Heute, fast 10 Jahre später, war dieses "Experiment" oberflächlich betrachtet aus Langeweile entstanden, unterschwellig aber mit dem Wunsch und der stillen Hoffnung verbunden, es möge so etwas wie eine "Seelenverwandschaft" zwischen Menschen bestehen und falls ja, dass diese Menschen sich dann auch in den Wirren der virtuellen Welt finden mögen. Und das meine ich in keinster Weise auf eine "Wo ist mein Traumprinz"-Art sondern eher auf einer, nennen wir es spirituellen Ebene.
Das Ganze mag einem romantisch-verkitschten Grundgedanken entsprungen sein. Und dieser mag rein objektiv betrachtet auch so gar nicht zur Realität und dem Wesen des Chattens passen.
Und dennoch hat das Experiment in gewisser Weise Erfolg gezeigt. Ich will zwar weiß Gott nicht soweit gehen, besagten Chatter xy als Seelenverwandten zu bezeichnen.
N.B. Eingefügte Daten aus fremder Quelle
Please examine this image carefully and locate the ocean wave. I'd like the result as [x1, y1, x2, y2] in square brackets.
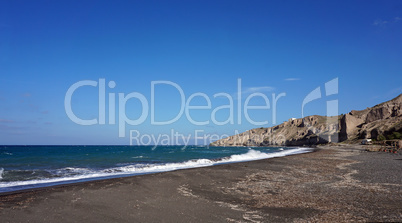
[54, 167, 94, 176]
[0, 168, 3, 180]
[223, 147, 309, 162]
[0, 147, 312, 193]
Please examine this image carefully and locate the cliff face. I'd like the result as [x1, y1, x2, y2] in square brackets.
[210, 94, 402, 147]
[210, 115, 341, 147]
[340, 94, 402, 142]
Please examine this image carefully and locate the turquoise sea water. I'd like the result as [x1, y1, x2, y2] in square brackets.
[0, 145, 311, 193]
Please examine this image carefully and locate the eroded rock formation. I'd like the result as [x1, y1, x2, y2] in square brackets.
[210, 94, 402, 147]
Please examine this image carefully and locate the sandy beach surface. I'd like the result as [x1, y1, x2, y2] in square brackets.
[1, 145, 401, 222]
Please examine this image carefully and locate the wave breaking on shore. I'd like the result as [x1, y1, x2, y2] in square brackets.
[0, 147, 312, 193]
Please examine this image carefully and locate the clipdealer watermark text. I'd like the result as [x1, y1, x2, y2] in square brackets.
[64, 77, 339, 145]
[64, 78, 286, 137]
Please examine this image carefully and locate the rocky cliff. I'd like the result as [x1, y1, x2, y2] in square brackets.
[340, 93, 402, 142]
[210, 94, 402, 147]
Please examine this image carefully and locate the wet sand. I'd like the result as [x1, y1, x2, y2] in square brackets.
[1, 145, 401, 222]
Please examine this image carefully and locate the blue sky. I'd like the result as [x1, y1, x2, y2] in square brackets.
[1, 0, 401, 145]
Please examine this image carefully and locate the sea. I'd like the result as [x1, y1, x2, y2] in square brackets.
[0, 145, 312, 193]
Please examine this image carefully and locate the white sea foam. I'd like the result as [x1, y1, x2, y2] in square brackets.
[0, 168, 3, 180]
[57, 167, 94, 175]
[131, 156, 144, 158]
[0, 147, 312, 192]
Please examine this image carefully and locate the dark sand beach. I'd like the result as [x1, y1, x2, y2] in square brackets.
[1, 145, 401, 222]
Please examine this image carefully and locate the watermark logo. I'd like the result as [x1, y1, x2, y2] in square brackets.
[301, 77, 339, 143]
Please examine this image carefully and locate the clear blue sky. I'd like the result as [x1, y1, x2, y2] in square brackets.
[1, 0, 401, 145]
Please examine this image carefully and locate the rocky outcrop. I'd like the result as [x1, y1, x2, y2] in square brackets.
[210, 94, 402, 147]
[211, 115, 341, 147]
[339, 113, 364, 141]
[340, 94, 402, 142]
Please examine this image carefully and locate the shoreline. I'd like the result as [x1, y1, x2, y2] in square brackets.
[1, 145, 401, 222]
[0, 146, 313, 195]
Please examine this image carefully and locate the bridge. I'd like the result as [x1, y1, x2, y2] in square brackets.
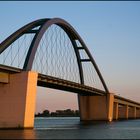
[0, 18, 140, 129]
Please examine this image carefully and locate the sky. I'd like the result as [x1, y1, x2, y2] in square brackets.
[0, 1, 140, 113]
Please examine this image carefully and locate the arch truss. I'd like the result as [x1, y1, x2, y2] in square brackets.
[0, 18, 109, 94]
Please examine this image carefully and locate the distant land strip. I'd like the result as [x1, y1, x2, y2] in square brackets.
[35, 109, 79, 117]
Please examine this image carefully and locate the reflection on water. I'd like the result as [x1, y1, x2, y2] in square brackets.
[0, 129, 36, 139]
[1, 117, 140, 139]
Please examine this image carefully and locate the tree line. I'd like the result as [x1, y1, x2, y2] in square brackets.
[35, 109, 79, 117]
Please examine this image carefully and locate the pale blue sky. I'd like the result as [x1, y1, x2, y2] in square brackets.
[0, 1, 140, 112]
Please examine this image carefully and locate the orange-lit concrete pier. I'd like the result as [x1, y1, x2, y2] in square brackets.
[113, 95, 140, 120]
[0, 71, 38, 129]
[79, 94, 140, 122]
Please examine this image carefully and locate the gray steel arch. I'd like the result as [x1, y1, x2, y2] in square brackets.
[0, 18, 109, 93]
[0, 19, 48, 53]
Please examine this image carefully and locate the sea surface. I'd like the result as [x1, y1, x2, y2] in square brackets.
[1, 117, 140, 139]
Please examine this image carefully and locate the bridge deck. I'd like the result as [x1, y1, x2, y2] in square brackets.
[114, 95, 140, 108]
[0, 64, 106, 96]
[1, 64, 140, 107]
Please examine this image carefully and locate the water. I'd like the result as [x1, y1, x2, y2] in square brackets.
[1, 117, 140, 139]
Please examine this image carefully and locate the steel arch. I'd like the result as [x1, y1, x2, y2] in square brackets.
[0, 18, 109, 93]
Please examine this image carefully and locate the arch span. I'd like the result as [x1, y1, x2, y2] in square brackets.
[0, 18, 109, 93]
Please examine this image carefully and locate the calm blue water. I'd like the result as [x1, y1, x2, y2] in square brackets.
[1, 117, 140, 139]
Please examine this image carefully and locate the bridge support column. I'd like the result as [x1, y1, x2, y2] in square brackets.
[136, 108, 140, 118]
[113, 102, 119, 120]
[0, 71, 38, 129]
[129, 106, 136, 119]
[79, 93, 114, 121]
[134, 107, 136, 119]
[118, 105, 128, 119]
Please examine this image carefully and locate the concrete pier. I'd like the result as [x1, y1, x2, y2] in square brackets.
[129, 106, 136, 119]
[113, 102, 119, 120]
[136, 108, 140, 118]
[118, 105, 128, 119]
[79, 93, 140, 121]
[79, 93, 114, 121]
[0, 71, 38, 129]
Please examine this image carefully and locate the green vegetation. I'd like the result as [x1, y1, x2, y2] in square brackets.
[35, 109, 79, 117]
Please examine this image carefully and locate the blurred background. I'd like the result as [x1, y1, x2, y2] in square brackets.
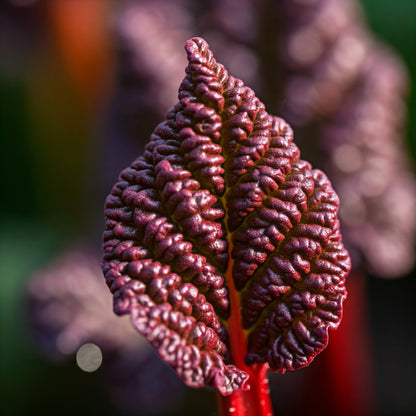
[1, 1, 415, 415]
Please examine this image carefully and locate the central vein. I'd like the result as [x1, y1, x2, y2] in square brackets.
[221, 190, 250, 372]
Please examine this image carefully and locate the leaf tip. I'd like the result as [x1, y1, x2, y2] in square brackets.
[184, 36, 210, 61]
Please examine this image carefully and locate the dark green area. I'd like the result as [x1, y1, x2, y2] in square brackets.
[0, 80, 38, 217]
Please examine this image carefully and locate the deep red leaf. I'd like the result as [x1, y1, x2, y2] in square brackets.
[102, 37, 350, 395]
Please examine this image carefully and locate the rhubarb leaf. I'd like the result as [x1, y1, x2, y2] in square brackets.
[102, 37, 350, 394]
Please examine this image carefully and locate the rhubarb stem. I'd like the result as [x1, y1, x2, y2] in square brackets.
[323, 272, 377, 415]
[217, 364, 273, 416]
[218, 240, 274, 416]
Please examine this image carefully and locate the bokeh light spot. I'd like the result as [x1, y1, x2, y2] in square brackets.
[76, 343, 102, 372]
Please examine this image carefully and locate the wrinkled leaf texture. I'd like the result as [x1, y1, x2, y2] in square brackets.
[102, 37, 350, 395]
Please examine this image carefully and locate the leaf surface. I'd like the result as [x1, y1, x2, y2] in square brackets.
[102, 37, 350, 394]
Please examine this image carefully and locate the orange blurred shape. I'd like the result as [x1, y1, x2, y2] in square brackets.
[46, 0, 114, 112]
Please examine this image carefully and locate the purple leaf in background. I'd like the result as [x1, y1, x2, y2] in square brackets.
[26, 245, 184, 414]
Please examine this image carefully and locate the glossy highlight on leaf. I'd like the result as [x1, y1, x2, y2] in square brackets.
[102, 37, 350, 394]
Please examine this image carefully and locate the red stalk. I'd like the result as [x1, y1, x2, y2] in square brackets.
[218, 243, 274, 416]
[297, 271, 377, 416]
[217, 364, 273, 416]
[323, 271, 377, 416]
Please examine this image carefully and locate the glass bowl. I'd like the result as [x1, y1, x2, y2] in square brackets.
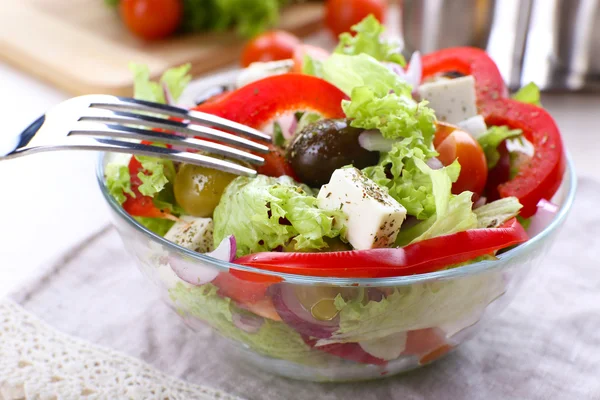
[96, 150, 576, 382]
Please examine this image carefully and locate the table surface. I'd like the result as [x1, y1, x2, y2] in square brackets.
[0, 53, 599, 298]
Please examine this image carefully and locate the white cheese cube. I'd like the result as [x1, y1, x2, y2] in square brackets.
[236, 59, 294, 88]
[418, 75, 478, 124]
[164, 216, 214, 253]
[317, 168, 407, 250]
[457, 115, 488, 139]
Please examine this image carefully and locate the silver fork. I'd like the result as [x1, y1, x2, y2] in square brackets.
[0, 95, 271, 176]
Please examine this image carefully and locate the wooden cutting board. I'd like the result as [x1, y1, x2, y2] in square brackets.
[0, 0, 324, 96]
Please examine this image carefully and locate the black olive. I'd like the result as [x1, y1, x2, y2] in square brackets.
[286, 119, 379, 187]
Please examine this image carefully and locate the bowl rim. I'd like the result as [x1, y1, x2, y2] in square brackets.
[96, 151, 576, 287]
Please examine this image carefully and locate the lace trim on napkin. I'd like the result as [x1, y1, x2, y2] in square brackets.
[0, 299, 243, 400]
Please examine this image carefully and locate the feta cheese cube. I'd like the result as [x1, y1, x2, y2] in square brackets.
[418, 76, 478, 124]
[317, 168, 407, 250]
[164, 216, 214, 253]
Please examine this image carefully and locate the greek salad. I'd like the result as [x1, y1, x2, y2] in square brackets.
[105, 16, 566, 368]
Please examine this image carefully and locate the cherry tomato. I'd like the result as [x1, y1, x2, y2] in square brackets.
[434, 122, 488, 195]
[241, 31, 301, 67]
[292, 44, 330, 73]
[325, 0, 387, 38]
[120, 0, 182, 41]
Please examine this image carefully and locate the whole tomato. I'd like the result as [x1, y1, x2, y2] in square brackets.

Aber immerhin doch als eine Person, die es vermochte mich einen Abend lang aus dem Alltagstrott und dem immerwährenden Kopfschütteln über die große Masse dieser Gesellschaft herauszuholen. Und ich behaupte, dass ich für jenen Chatter ebenfalls eine solche Person dargestellt habe. Einfach nur, indem wir uns ein paar Stunden (gut) unterhalten haben.
Ich finde, das ist durchaus denkwürdig.